O "maior artilheiro da história do Santos" como Pepe se autodenomina, excetuando os 686 gols a mais de Pelé - a quem chama de "ET" pelos 1.091 tentos feitos com a camisa alvinegra -, diz que ainda sonha constantemente em jogar na era mais marcante dos 100 anos do clube. Nada mais normal, o "Canhão da Vila" vê no reflexo da camisa 11 de Neymar o brilho que lhe rendeu marcas e títulos significativos em cerca de 16 anos de clube.
Aos 77 anos, Pepe recebeu o Terra em sua residência, em Santos, quase quatro meses depois das dicas que gostaria de ter dado a Muricy Ramalho para tentar evitar a derrota para o Barcelona, no Mundial de Clubes, no Japão. E quando é esse o assunto ele tem crédito.
"A final (do Mundial) de 1963 (contra o Milan) foi o maior jogo da história do Santos, a partida da minha carreira", lembra o ex-ponta, autor de dois gols na virada heróica por 4 a 2 contra o Milan, com o Maracanã lotado no segundo jogo da final do Mundial Interclubes. O Santos seria bicampeão com um 1 a 0, gol de Dalmo, dois dias depois.
O ex-craque ainda brincou afirmando ter saudades do parceiro Pagão, com quem "fazia 50 gols por temporada", e pede que Neymar aprimore o fundamento que o consagrou.
"O Santos não tem nenhum grande batedor de faltas. Quando conversar com ele pedirei para bater, porque vai desandar a fazer gols. Não tenho nenhuma preocupação que ele passe os meus 405".
Neymar ainda engatinha para a marca volumosa de Pepe - tem 96 gols - mas a dica pode ser valiosa para garantir conquistas no ano do centenário.
Confira, a seguir, a entrevista completa com o eterno Canhão da Vila:
Terra - O Santos está próximo dos 100 anos. Como acompanha o centenário, agora de longe, sabendo que de fato tem parcela considerável na história?
Pepe - Agora é muito mais pela televisão do que no estádio. Prefiro ficar em casa, mas sempre torcendo pelo clube. Continuo alvinegro do mesmo jeito e feliz pelas recentes campanhas. Lógico que quando a fase está brava torcemos para ver se vira, mas agora dá gosto. Sento para assistir sabendo que pode vir um espetáculo.
Terra - Faz muita falta jogar ou dirigir algum time? Ainda pensa, mesmo aos 77 anos, em trabalhar?
Pepe - Hoje aproveito para conviver mais com a família, algo que não tinha muita oportunidade quando fui jogador e treinador. Claro que às vezes dá vontade de voltar a agitar um pouco mais, mas estou tranquilo. Se aparecer alguma proposta para ser supervisor ou coordenador eu toparia. Para ser técnico precisaria pensar dez vezes.

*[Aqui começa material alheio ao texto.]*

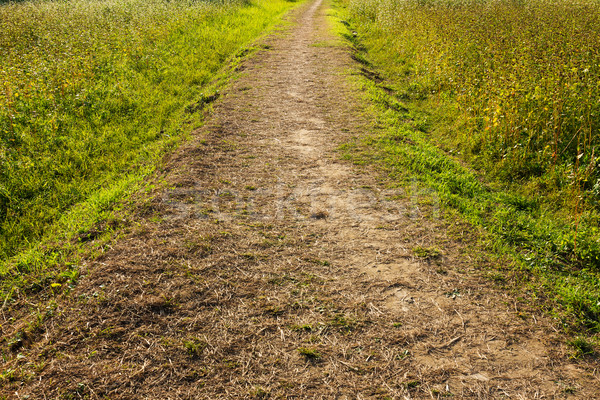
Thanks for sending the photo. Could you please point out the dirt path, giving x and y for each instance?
(275, 270)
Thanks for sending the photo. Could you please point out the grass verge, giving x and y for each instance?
(96, 94)
(555, 257)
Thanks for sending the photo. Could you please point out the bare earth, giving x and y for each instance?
(273, 269)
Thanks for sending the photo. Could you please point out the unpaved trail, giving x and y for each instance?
(273, 269)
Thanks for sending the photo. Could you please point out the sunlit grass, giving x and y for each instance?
(494, 106)
(92, 92)
(524, 75)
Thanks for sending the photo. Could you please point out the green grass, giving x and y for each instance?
(417, 76)
(92, 95)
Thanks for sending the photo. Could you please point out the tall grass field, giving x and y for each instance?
(93, 92)
(496, 104)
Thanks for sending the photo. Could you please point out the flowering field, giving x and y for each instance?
(525, 76)
(94, 91)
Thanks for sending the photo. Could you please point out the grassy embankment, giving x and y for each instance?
(496, 106)
(92, 95)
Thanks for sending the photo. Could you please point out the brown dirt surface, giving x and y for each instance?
(272, 268)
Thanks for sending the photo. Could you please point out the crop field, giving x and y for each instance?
(509, 89)
(524, 75)
(92, 93)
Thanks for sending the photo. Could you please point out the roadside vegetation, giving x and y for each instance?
(92, 95)
(495, 105)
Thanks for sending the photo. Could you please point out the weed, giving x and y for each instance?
(582, 347)
(427, 253)
(310, 354)
(194, 346)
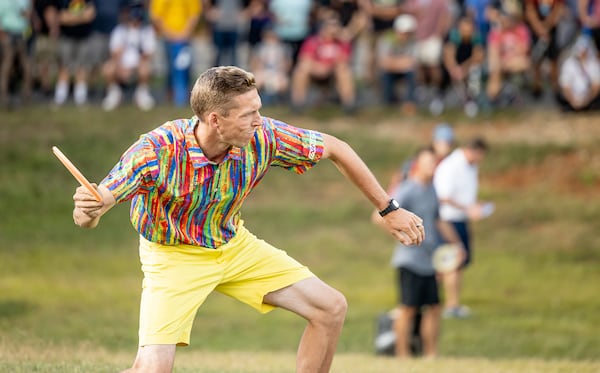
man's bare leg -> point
(325, 310)
(452, 282)
(403, 328)
(430, 330)
(153, 359)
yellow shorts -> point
(177, 280)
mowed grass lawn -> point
(69, 297)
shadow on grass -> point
(15, 308)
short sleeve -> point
(442, 181)
(117, 39)
(148, 40)
(136, 170)
(296, 149)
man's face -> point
(238, 127)
(475, 156)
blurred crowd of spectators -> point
(413, 54)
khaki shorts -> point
(177, 280)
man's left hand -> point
(405, 226)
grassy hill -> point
(69, 297)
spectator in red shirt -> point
(322, 57)
(508, 49)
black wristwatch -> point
(393, 205)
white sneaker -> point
(80, 94)
(143, 98)
(471, 109)
(61, 93)
(436, 107)
(112, 99)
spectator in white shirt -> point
(579, 78)
(456, 184)
(132, 45)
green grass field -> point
(69, 297)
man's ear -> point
(213, 119)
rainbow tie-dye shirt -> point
(179, 197)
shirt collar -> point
(193, 148)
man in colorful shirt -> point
(187, 180)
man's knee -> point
(336, 308)
(154, 359)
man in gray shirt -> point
(417, 284)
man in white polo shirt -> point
(456, 184)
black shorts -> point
(416, 290)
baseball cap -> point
(443, 132)
(581, 44)
(405, 23)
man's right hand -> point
(88, 210)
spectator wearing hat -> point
(589, 16)
(508, 50)
(76, 52)
(579, 79)
(456, 184)
(175, 22)
(325, 57)
(14, 25)
(463, 59)
(433, 23)
(442, 143)
(132, 45)
(271, 63)
(543, 17)
(396, 61)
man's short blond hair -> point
(215, 89)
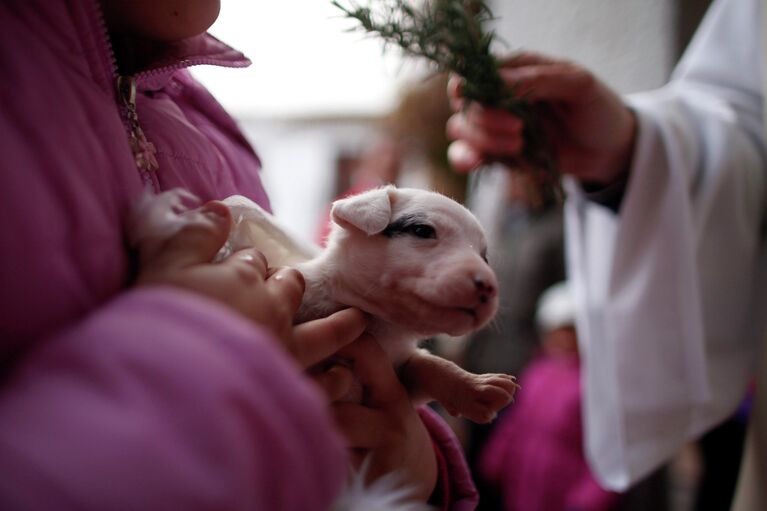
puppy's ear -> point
(369, 212)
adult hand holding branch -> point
(589, 129)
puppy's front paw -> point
(481, 396)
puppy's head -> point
(414, 258)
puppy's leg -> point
(478, 397)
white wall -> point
(306, 66)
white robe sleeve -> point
(670, 314)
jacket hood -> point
(91, 30)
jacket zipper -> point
(144, 151)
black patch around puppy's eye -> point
(422, 231)
(410, 225)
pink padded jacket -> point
(117, 398)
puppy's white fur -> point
(414, 260)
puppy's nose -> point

Terra - Ex-jogador nunca se reacostuma, então? E se vê jogando nesse time atual do Santos, por exemplo?
Pepe - Faz falta jogar, muitas vezes sonho que estou jogando, fazendo gols, jogadas bonitas e cruzando para aquela antiga moçada cabecear. É difícil sonhar que estou no banco de treinador, mas agora sei que só posso ficar na torcida.

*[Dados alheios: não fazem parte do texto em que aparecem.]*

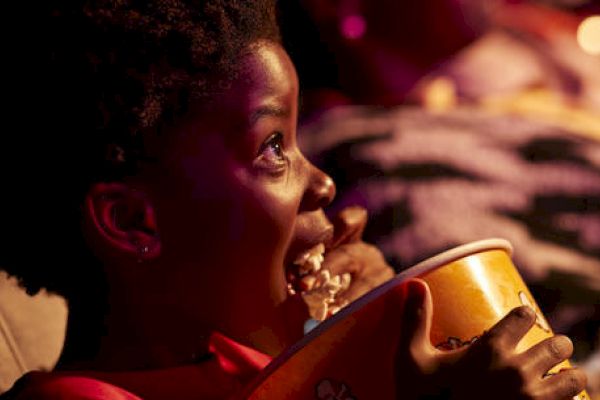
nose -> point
(320, 190)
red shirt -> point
(231, 368)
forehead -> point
(267, 73)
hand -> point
(348, 254)
(491, 368)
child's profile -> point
(166, 151)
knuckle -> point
(573, 385)
(559, 347)
(523, 313)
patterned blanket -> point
(432, 181)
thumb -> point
(416, 318)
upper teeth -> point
(317, 287)
(310, 261)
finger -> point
(416, 316)
(359, 287)
(348, 225)
(340, 260)
(546, 354)
(511, 329)
(562, 386)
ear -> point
(122, 219)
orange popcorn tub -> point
(473, 286)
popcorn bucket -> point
(472, 286)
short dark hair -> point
(97, 76)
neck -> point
(143, 332)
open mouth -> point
(316, 285)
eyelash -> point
(271, 152)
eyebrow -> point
(268, 111)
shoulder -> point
(49, 386)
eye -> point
(271, 151)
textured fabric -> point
(32, 330)
(231, 367)
(432, 181)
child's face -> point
(236, 202)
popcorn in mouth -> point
(315, 284)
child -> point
(167, 153)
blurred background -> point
(459, 120)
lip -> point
(304, 241)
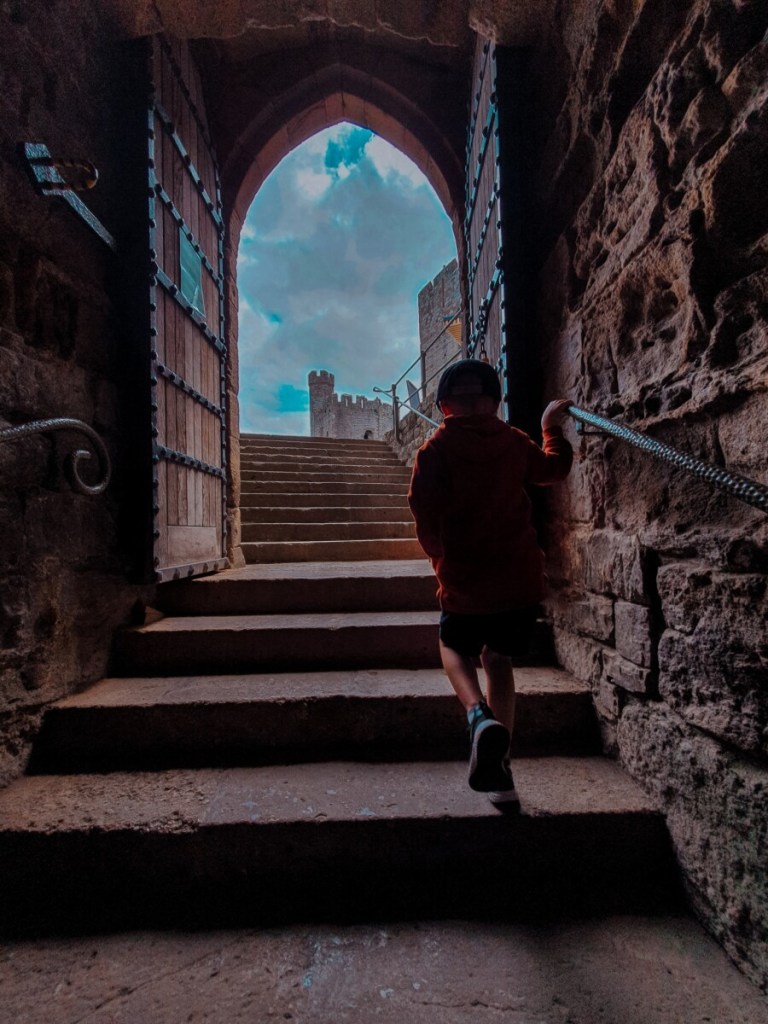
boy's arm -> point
(424, 499)
(552, 462)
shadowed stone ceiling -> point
(278, 71)
(271, 24)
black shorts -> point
(503, 632)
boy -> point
(473, 520)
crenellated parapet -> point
(344, 416)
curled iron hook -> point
(74, 459)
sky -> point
(336, 247)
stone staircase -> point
(315, 499)
(284, 745)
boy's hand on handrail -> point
(555, 413)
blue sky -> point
(336, 247)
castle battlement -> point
(344, 416)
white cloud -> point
(389, 161)
(337, 245)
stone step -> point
(304, 461)
(293, 439)
(288, 530)
(328, 513)
(310, 488)
(314, 445)
(267, 499)
(375, 715)
(187, 848)
(406, 585)
(315, 551)
(335, 475)
(205, 644)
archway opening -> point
(336, 246)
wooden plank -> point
(189, 522)
(193, 544)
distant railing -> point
(407, 403)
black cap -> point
(469, 377)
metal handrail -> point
(739, 486)
(74, 459)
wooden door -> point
(186, 323)
(500, 263)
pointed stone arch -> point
(262, 112)
(323, 97)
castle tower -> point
(322, 403)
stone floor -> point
(612, 971)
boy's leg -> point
(489, 738)
(501, 685)
(462, 676)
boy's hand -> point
(555, 413)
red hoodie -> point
(473, 516)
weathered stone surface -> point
(627, 675)
(590, 615)
(612, 563)
(579, 655)
(656, 313)
(633, 632)
(717, 811)
(713, 657)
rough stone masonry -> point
(650, 249)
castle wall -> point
(437, 300)
(65, 588)
(343, 416)
(651, 218)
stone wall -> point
(65, 590)
(437, 300)
(343, 416)
(653, 290)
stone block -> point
(634, 633)
(609, 699)
(619, 672)
(716, 803)
(613, 563)
(713, 660)
(581, 656)
(590, 615)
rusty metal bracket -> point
(48, 180)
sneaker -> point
(489, 748)
(505, 798)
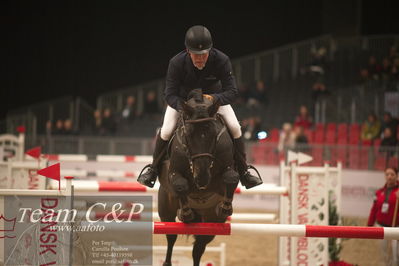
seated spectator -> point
(59, 127)
(388, 143)
(373, 68)
(301, 140)
(257, 96)
(251, 128)
(243, 94)
(151, 106)
(97, 122)
(286, 139)
(393, 53)
(395, 70)
(303, 119)
(68, 127)
(127, 116)
(389, 122)
(128, 113)
(370, 128)
(386, 69)
(108, 125)
(49, 128)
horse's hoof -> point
(224, 210)
(185, 215)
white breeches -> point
(226, 111)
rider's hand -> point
(209, 97)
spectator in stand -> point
(303, 119)
(393, 53)
(49, 128)
(151, 106)
(129, 111)
(127, 116)
(59, 127)
(383, 210)
(286, 139)
(388, 143)
(301, 140)
(317, 69)
(68, 127)
(243, 95)
(389, 121)
(395, 71)
(257, 97)
(370, 128)
(373, 68)
(108, 125)
(386, 69)
(97, 122)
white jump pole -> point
(277, 230)
(123, 186)
(281, 230)
(236, 217)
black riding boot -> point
(246, 178)
(148, 178)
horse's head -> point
(200, 137)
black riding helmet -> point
(198, 40)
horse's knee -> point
(230, 176)
(179, 185)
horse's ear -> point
(187, 109)
(212, 110)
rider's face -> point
(199, 60)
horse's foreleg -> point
(185, 213)
(199, 247)
(171, 242)
(230, 179)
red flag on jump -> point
(35, 152)
(21, 129)
(52, 172)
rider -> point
(200, 66)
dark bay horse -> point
(198, 181)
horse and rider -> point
(200, 65)
(201, 140)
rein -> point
(191, 158)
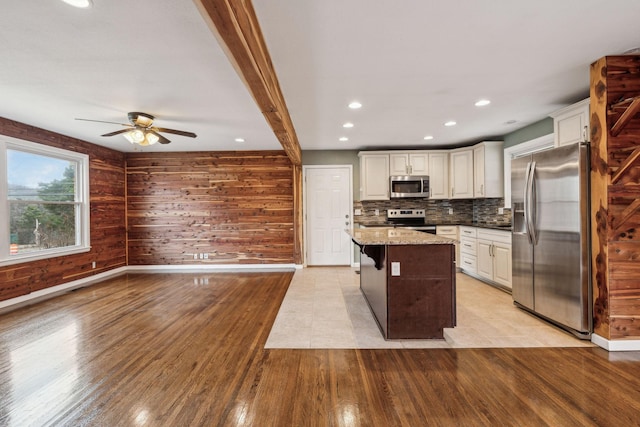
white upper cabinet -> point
(374, 176)
(439, 175)
(488, 174)
(461, 173)
(409, 163)
(571, 124)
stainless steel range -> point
(410, 218)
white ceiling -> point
(413, 64)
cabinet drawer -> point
(494, 235)
(468, 263)
(446, 230)
(468, 231)
(468, 246)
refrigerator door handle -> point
(532, 223)
(527, 203)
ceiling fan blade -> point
(177, 132)
(161, 139)
(102, 121)
(118, 132)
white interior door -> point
(328, 213)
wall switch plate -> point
(395, 268)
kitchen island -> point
(408, 280)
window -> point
(45, 201)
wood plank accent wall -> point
(237, 207)
(107, 204)
(615, 191)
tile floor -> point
(324, 308)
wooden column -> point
(615, 191)
(298, 256)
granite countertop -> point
(396, 236)
(504, 227)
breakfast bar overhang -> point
(408, 279)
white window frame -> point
(82, 199)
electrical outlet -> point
(395, 268)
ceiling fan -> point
(140, 130)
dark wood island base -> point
(410, 288)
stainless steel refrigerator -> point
(550, 242)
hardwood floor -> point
(188, 350)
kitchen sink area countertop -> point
(388, 235)
(493, 226)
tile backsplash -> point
(437, 211)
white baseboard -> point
(615, 345)
(53, 291)
(43, 294)
(196, 268)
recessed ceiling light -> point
(78, 3)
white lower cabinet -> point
(494, 256)
(468, 249)
(450, 231)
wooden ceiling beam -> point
(236, 26)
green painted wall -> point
(533, 131)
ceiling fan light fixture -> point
(135, 136)
(151, 138)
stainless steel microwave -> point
(401, 186)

Terra - E vendo o Neymar com a 11 que você consagrou, o que passa pela sua cabeça?
Pepe - Fico contente porque honrei essa camisa por longos anos. O Neymar não tem as minhas características, possui mais habilidade, por exemplo, mas também cai pelo lado esquerdo. Acho que ficou adequada para ele.
Terra - Sua geração começou muito jovem entre os profissionais: Coutinho, Pelé e outros. Ainda lembra dos seus primeiros dias no clube e de que forma chegou?
Pepe - Eu morava em São Vicente, meu pai tinha uma mercearia por lá. Jogava bola descalço e fui treinar no infantil do Santos. O meu primeiro treino foi em 4 de maio de 1951, não esqueço. O Santos não tinha CT, foi na Vila, fiz um gol logo no primeiro tempo. Quando acabou a atividade, o Salu, técnico, me chamou pelo apelido (Pepe) e falou que gostaria que eu assinasse uma inscrição. Cheguei em casa contente, contei para os meus pais e meu irmão que eu ganharia uma carteirinha de atleta do departamento amador e que poderia assistir aos jogos do profissionais de graça.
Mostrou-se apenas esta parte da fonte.